Bacteria have become more resistant to antibiotics, and this represents a problem as diseases will no longer be cured with the help of medicines. This is the reason why scientists have been trying to create or find new antibiotics that could help in the fight against superbugs.
A team of researchers, composed of scientist from three different universities: Brown, Emory, and Harvard, recently published their findings in the journal Proceedings of the National Academy of Sciences that reveal that there is no need to create new antibiotics, but rather repurposing old drugs can help to destroy bacteria that became resistant to antibiotics. Such an example of a repurposed drug is bithionol, which was used until now to cure parasitic infections in horses.
The study has the main goal: to find a drug that was able to attack the membrane of the bacteria, the component of the bacteria that most of the antibiotics would not affect.

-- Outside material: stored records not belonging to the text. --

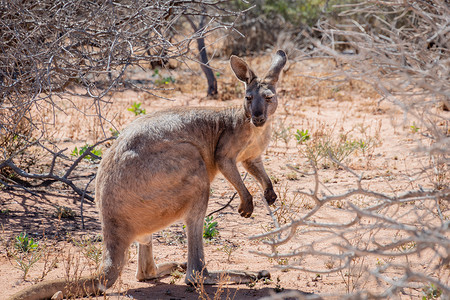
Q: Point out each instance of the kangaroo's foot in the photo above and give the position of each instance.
(228, 276)
(161, 271)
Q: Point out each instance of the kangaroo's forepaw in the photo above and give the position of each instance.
(270, 196)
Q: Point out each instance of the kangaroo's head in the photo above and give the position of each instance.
(260, 95)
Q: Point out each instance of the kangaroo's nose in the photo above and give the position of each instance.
(259, 120)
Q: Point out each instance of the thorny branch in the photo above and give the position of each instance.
(53, 51)
(401, 48)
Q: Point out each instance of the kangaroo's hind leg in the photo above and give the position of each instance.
(147, 269)
(196, 270)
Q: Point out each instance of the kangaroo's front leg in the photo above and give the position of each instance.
(256, 168)
(228, 168)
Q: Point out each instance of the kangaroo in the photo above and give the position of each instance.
(159, 171)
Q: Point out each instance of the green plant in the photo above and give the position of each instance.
(96, 152)
(210, 228)
(302, 136)
(26, 253)
(137, 109)
(175, 276)
(414, 128)
(430, 291)
(114, 132)
(64, 212)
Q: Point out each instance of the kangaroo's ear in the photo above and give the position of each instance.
(241, 69)
(278, 63)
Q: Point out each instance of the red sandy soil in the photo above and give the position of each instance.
(304, 104)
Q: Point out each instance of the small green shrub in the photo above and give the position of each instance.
(302, 136)
(91, 247)
(430, 291)
(95, 151)
(24, 243)
(114, 132)
(137, 109)
(26, 253)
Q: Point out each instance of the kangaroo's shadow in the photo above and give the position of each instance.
(160, 290)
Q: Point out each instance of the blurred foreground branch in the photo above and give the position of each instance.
(397, 242)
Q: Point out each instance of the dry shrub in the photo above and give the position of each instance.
(398, 238)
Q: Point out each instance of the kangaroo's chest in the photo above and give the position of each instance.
(257, 142)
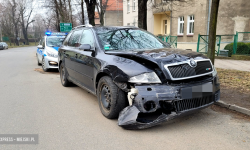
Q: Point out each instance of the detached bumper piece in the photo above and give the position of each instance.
(151, 108)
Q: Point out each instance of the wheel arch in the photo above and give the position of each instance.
(98, 77)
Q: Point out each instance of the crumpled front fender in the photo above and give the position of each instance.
(128, 119)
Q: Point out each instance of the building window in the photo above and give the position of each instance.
(180, 25)
(190, 25)
(165, 26)
(133, 5)
(128, 6)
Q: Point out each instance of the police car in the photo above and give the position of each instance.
(47, 50)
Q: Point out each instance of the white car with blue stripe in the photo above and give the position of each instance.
(47, 50)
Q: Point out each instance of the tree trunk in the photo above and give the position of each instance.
(91, 11)
(16, 35)
(82, 11)
(212, 29)
(142, 14)
(70, 11)
(57, 16)
(102, 18)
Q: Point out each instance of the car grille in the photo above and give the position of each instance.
(186, 104)
(185, 70)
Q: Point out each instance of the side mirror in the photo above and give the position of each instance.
(85, 47)
(40, 46)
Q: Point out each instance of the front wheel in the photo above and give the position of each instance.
(38, 63)
(64, 76)
(111, 99)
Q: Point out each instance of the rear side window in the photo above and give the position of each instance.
(74, 38)
(65, 42)
(87, 38)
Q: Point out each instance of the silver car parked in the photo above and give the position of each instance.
(47, 50)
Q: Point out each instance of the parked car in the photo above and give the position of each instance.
(5, 45)
(136, 76)
(1, 46)
(47, 50)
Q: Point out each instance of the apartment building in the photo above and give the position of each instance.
(188, 19)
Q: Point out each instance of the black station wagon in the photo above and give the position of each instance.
(136, 76)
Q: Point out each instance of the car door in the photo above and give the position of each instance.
(69, 53)
(85, 61)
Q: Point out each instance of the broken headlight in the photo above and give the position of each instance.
(145, 78)
(216, 76)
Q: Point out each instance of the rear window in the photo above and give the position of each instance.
(128, 39)
(54, 41)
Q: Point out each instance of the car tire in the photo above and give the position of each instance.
(38, 63)
(111, 99)
(43, 66)
(64, 76)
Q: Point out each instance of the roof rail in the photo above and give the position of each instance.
(88, 25)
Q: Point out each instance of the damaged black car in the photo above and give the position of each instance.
(136, 76)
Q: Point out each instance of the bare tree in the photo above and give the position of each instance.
(101, 8)
(82, 11)
(6, 21)
(15, 16)
(212, 29)
(142, 14)
(91, 10)
(26, 9)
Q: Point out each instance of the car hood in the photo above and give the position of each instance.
(160, 56)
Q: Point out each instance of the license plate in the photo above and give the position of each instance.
(197, 91)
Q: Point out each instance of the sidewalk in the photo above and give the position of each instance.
(232, 64)
(235, 80)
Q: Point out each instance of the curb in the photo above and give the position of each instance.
(233, 107)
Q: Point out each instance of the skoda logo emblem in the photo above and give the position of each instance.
(193, 63)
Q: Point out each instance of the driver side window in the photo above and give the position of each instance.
(74, 38)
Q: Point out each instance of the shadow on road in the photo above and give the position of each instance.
(50, 71)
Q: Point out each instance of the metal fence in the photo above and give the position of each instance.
(172, 40)
(242, 37)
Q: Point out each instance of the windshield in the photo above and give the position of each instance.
(54, 41)
(128, 39)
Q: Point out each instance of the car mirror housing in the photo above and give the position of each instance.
(40, 46)
(85, 47)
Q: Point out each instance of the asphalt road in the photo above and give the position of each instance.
(69, 118)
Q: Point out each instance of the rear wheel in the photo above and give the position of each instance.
(38, 63)
(64, 76)
(111, 99)
(44, 65)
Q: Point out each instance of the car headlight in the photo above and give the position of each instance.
(145, 78)
(51, 54)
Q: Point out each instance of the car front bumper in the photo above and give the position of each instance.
(155, 104)
(51, 62)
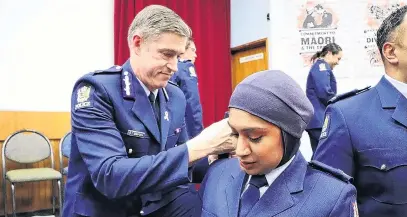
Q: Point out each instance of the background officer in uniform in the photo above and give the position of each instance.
(270, 177)
(321, 87)
(129, 156)
(365, 135)
(187, 80)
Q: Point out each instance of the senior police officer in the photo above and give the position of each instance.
(187, 80)
(365, 135)
(268, 113)
(129, 155)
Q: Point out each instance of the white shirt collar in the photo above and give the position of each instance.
(155, 92)
(270, 176)
(273, 174)
(400, 86)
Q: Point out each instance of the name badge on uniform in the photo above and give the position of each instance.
(135, 133)
(83, 95)
(355, 209)
(192, 72)
(325, 127)
(322, 67)
(166, 116)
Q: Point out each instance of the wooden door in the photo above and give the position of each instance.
(248, 59)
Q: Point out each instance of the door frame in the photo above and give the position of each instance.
(251, 45)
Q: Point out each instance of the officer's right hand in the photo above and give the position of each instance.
(215, 139)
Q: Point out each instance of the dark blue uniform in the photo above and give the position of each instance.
(366, 137)
(321, 87)
(187, 80)
(302, 189)
(122, 161)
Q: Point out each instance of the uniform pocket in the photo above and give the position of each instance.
(383, 175)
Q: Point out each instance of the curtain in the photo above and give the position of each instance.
(210, 24)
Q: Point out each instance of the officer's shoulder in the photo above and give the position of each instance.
(185, 64)
(173, 83)
(321, 66)
(174, 90)
(348, 95)
(185, 61)
(114, 70)
(330, 172)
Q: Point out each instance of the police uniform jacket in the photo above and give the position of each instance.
(122, 161)
(302, 189)
(366, 137)
(321, 87)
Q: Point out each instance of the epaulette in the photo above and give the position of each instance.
(331, 171)
(184, 61)
(347, 95)
(113, 69)
(171, 82)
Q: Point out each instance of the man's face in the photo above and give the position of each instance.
(156, 59)
(333, 59)
(400, 50)
(190, 53)
(259, 143)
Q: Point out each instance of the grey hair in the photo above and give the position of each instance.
(154, 20)
(390, 29)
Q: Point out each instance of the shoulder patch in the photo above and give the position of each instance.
(173, 83)
(83, 96)
(331, 171)
(325, 127)
(355, 209)
(322, 67)
(347, 95)
(113, 69)
(192, 72)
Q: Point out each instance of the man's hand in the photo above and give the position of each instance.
(213, 140)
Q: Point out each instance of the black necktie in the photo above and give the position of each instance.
(252, 194)
(155, 106)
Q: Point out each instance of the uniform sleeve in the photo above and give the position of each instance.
(188, 83)
(346, 205)
(335, 146)
(322, 78)
(102, 149)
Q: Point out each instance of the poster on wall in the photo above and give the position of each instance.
(376, 11)
(317, 25)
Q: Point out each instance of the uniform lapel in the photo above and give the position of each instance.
(164, 117)
(233, 191)
(143, 110)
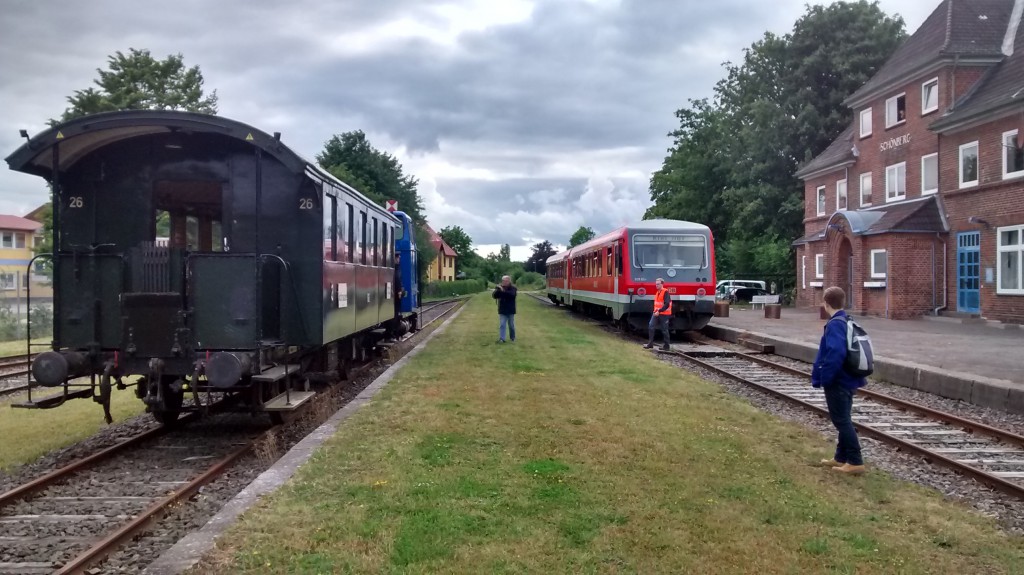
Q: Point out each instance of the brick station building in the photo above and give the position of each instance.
(918, 208)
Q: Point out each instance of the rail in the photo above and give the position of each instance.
(993, 456)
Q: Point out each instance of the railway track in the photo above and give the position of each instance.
(992, 456)
(71, 519)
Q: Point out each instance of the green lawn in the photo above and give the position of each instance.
(573, 451)
(30, 433)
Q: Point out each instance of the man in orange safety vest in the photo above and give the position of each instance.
(662, 316)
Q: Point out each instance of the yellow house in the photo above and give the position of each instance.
(442, 268)
(17, 237)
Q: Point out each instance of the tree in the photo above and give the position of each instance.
(733, 157)
(582, 235)
(137, 81)
(461, 242)
(539, 260)
(351, 159)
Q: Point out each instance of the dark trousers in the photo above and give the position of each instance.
(656, 319)
(840, 402)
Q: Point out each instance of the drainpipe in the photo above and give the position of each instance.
(945, 276)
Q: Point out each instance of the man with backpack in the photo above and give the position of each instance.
(834, 372)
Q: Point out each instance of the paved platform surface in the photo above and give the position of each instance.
(945, 346)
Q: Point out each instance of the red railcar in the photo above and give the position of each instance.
(614, 274)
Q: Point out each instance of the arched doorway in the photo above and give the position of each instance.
(844, 270)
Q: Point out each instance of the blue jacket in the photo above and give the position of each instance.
(832, 353)
(506, 300)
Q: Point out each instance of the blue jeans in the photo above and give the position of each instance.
(502, 320)
(656, 320)
(840, 401)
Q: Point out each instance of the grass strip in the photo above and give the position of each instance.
(30, 433)
(573, 451)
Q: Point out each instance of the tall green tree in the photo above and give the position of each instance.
(538, 261)
(582, 235)
(350, 158)
(733, 157)
(137, 81)
(462, 244)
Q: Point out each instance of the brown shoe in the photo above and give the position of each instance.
(850, 470)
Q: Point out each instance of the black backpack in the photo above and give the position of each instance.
(859, 353)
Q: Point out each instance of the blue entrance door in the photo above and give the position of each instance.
(969, 271)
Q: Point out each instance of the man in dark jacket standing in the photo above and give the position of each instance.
(505, 294)
(839, 385)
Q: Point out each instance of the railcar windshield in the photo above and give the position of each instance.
(677, 251)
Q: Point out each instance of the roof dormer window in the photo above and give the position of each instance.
(896, 111)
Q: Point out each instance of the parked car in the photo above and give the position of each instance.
(745, 294)
(725, 286)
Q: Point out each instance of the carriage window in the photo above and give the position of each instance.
(363, 238)
(330, 249)
(670, 251)
(350, 221)
(375, 249)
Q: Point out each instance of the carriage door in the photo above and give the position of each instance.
(969, 272)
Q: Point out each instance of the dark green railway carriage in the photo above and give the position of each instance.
(271, 270)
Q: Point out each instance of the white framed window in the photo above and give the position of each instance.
(896, 181)
(1013, 157)
(930, 96)
(841, 200)
(929, 174)
(896, 111)
(865, 189)
(969, 165)
(1010, 248)
(879, 263)
(865, 123)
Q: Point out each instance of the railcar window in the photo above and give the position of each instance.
(363, 237)
(351, 234)
(670, 251)
(374, 248)
(330, 248)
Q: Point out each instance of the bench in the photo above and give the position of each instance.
(762, 300)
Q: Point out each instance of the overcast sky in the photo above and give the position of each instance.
(521, 119)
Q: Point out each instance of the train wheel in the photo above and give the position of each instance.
(173, 397)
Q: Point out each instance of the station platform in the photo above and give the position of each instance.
(973, 362)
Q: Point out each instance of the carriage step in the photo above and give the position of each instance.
(276, 373)
(53, 400)
(288, 401)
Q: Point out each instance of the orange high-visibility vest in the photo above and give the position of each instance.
(659, 301)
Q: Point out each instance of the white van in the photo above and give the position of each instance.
(723, 288)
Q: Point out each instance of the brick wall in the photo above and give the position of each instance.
(997, 202)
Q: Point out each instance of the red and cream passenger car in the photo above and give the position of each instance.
(614, 274)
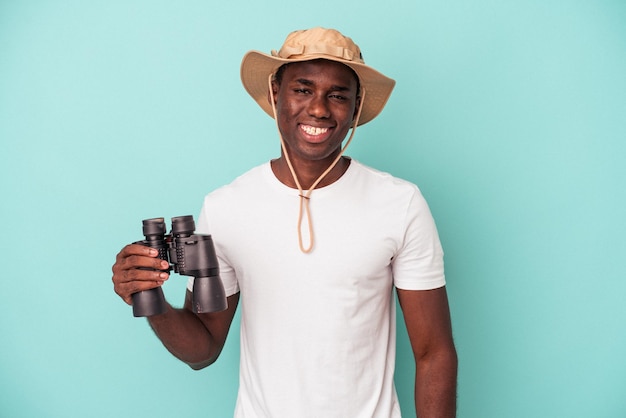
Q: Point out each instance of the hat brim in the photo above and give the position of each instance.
(257, 66)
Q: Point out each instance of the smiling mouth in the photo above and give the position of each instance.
(312, 130)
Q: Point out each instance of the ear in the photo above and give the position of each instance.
(273, 92)
(357, 104)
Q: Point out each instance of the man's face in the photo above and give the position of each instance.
(315, 105)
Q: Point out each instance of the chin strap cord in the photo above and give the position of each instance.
(305, 197)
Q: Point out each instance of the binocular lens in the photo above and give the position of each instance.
(183, 225)
(155, 226)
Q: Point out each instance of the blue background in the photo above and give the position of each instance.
(509, 115)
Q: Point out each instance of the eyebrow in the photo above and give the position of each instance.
(309, 83)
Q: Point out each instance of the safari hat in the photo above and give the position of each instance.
(311, 44)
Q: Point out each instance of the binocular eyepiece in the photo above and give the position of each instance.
(189, 254)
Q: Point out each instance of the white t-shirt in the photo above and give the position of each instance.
(318, 330)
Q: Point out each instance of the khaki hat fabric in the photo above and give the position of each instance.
(311, 44)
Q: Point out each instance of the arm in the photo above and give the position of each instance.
(196, 339)
(427, 318)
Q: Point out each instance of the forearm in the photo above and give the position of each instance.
(185, 336)
(435, 385)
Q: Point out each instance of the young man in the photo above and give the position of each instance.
(313, 243)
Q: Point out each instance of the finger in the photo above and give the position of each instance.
(126, 289)
(137, 249)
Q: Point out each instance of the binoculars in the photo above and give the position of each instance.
(189, 254)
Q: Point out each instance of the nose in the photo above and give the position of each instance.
(318, 107)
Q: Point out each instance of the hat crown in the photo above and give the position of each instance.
(318, 42)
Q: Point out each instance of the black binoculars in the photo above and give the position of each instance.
(189, 254)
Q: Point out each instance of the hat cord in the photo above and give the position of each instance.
(306, 196)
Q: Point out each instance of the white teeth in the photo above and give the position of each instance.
(311, 130)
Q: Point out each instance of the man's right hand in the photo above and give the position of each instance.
(137, 268)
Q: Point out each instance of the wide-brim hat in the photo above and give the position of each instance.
(311, 44)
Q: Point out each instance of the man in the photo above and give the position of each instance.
(313, 243)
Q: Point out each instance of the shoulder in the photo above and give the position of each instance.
(249, 180)
(377, 181)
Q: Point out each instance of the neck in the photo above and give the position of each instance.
(308, 172)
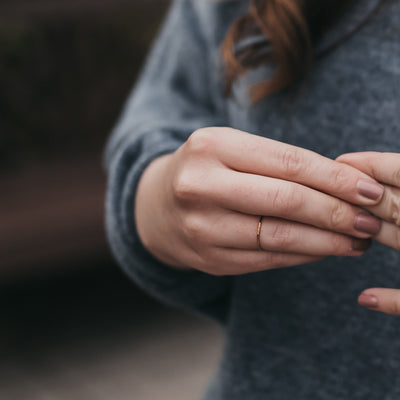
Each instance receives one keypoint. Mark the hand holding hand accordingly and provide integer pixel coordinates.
(200, 206)
(385, 168)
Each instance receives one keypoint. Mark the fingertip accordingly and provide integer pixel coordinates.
(367, 300)
(370, 190)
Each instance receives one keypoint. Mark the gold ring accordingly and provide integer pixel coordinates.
(259, 233)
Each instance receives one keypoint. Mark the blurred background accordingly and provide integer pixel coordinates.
(72, 325)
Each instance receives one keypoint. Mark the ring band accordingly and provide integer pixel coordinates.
(259, 233)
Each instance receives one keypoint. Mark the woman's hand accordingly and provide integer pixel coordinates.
(384, 167)
(199, 207)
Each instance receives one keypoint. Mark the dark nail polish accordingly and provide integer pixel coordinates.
(369, 189)
(367, 223)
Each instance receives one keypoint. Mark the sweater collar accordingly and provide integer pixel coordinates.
(358, 12)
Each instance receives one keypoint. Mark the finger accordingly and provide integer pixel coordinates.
(379, 299)
(258, 195)
(257, 155)
(384, 167)
(389, 235)
(239, 231)
(389, 207)
(237, 262)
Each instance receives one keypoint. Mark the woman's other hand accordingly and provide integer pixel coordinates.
(384, 167)
(199, 207)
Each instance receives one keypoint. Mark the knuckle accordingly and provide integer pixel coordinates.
(183, 186)
(292, 162)
(282, 235)
(200, 142)
(286, 200)
(276, 260)
(192, 227)
(337, 244)
(337, 215)
(339, 177)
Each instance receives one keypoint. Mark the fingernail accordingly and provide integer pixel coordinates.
(367, 223)
(361, 244)
(366, 300)
(369, 189)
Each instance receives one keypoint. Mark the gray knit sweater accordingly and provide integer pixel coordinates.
(294, 333)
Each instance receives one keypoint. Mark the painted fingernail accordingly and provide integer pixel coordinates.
(369, 189)
(361, 244)
(367, 223)
(366, 300)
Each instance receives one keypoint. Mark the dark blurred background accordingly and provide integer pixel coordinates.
(72, 325)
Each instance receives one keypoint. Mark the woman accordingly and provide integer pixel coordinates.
(213, 187)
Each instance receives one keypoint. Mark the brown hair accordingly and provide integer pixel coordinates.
(292, 28)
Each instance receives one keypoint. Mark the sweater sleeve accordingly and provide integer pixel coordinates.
(172, 98)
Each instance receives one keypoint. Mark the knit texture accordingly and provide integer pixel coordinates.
(294, 333)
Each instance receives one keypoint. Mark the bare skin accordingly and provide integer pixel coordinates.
(199, 207)
(385, 168)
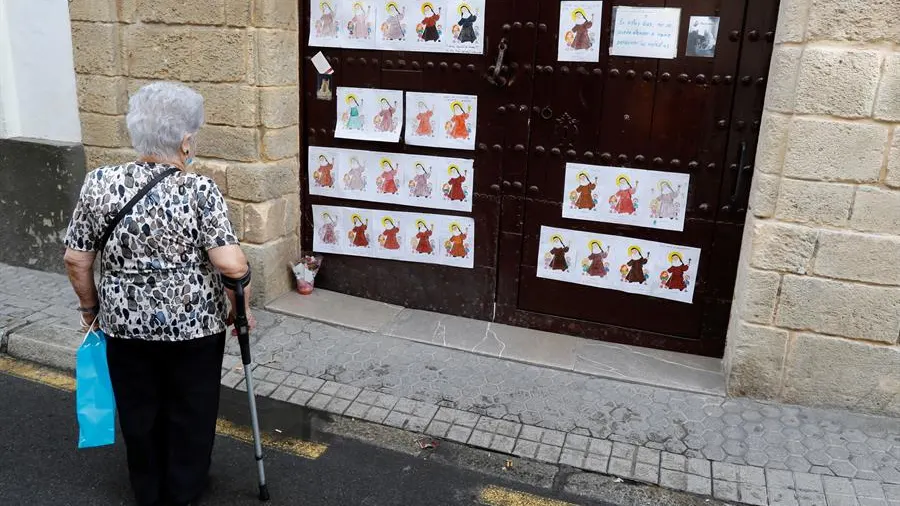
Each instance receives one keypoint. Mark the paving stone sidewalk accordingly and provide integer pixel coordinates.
(736, 450)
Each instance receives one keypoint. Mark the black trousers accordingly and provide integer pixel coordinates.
(167, 396)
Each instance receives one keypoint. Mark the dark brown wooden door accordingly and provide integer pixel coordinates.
(689, 115)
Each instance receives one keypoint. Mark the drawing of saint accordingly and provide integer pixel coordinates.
(466, 25)
(420, 186)
(352, 118)
(358, 236)
(423, 243)
(457, 127)
(393, 26)
(596, 261)
(666, 205)
(326, 25)
(424, 123)
(428, 29)
(674, 278)
(355, 178)
(327, 231)
(558, 260)
(623, 201)
(384, 120)
(388, 238)
(581, 30)
(387, 182)
(358, 26)
(453, 190)
(633, 271)
(583, 194)
(324, 174)
(456, 244)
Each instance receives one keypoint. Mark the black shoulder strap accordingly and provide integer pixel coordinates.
(130, 205)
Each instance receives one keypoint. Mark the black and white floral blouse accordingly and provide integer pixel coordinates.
(158, 283)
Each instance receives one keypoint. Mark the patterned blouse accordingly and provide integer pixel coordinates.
(157, 281)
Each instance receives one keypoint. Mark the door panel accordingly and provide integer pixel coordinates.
(686, 115)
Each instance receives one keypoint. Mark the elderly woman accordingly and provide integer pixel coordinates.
(161, 300)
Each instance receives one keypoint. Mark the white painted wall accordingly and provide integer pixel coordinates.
(37, 75)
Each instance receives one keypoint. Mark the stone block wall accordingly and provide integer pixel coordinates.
(242, 56)
(816, 318)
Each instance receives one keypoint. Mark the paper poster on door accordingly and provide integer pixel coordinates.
(369, 114)
(328, 235)
(557, 254)
(618, 263)
(327, 23)
(441, 120)
(636, 197)
(467, 33)
(323, 165)
(702, 34)
(645, 32)
(392, 235)
(361, 24)
(677, 276)
(579, 31)
(456, 240)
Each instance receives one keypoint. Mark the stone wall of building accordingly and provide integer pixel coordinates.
(242, 55)
(816, 318)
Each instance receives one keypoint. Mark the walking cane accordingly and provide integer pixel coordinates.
(243, 329)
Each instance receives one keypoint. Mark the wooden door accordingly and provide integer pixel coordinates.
(502, 134)
(687, 115)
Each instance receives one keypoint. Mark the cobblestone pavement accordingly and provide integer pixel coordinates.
(734, 449)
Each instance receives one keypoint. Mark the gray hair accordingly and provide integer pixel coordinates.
(160, 115)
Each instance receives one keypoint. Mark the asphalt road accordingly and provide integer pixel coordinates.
(40, 466)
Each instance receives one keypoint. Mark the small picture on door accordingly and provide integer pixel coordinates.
(457, 240)
(327, 23)
(394, 30)
(702, 34)
(441, 120)
(390, 237)
(676, 278)
(557, 254)
(328, 232)
(579, 31)
(324, 166)
(467, 33)
(360, 31)
(430, 29)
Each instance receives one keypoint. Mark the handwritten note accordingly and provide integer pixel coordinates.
(645, 32)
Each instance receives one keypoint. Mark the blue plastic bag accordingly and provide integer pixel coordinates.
(95, 402)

The researchers that conducted the study targeted the MRSA, methicillin-resistant Staphylococcus aureus, the microorganism that can cause pneumonia and skin and blood infections. This infection is hazardous as it is comprised of germs named ‘persisters’ because they succeed in protecting against antibiotics by entering a dormant state.
Old Drugs Might Help Researchers Create Reliable Antibiotics Against Superbugs
The antibiotics are thus unable to attack superbugs. But by targeting the membrane of the bacteria and penetrating it, even though they are dormant or not, might help drugs have a better chance to destroy it.
Among 80,000 drugs that they tested, 185 drugs appeared to kill the MRSA bacteria, but only some of them succeeded to pierce through the membrane. One of these drugs is bithionol.
Bithionol, which was not used until now as an antibiotic, successfully killed the bacteria in just 24 hours, while other antibiotics could not. What bithionol does is to rip apart the bacteria completely, but it only affects them and not other cells.
After many more experiments, the scientist discovered that bithionol combined with gentamicin could eradicate 90% of MRSA infection. This discovery opened many possibilities for scientists to combine various drugs to create new purposes for them and to cure many ailments on which antibiotics did not affect.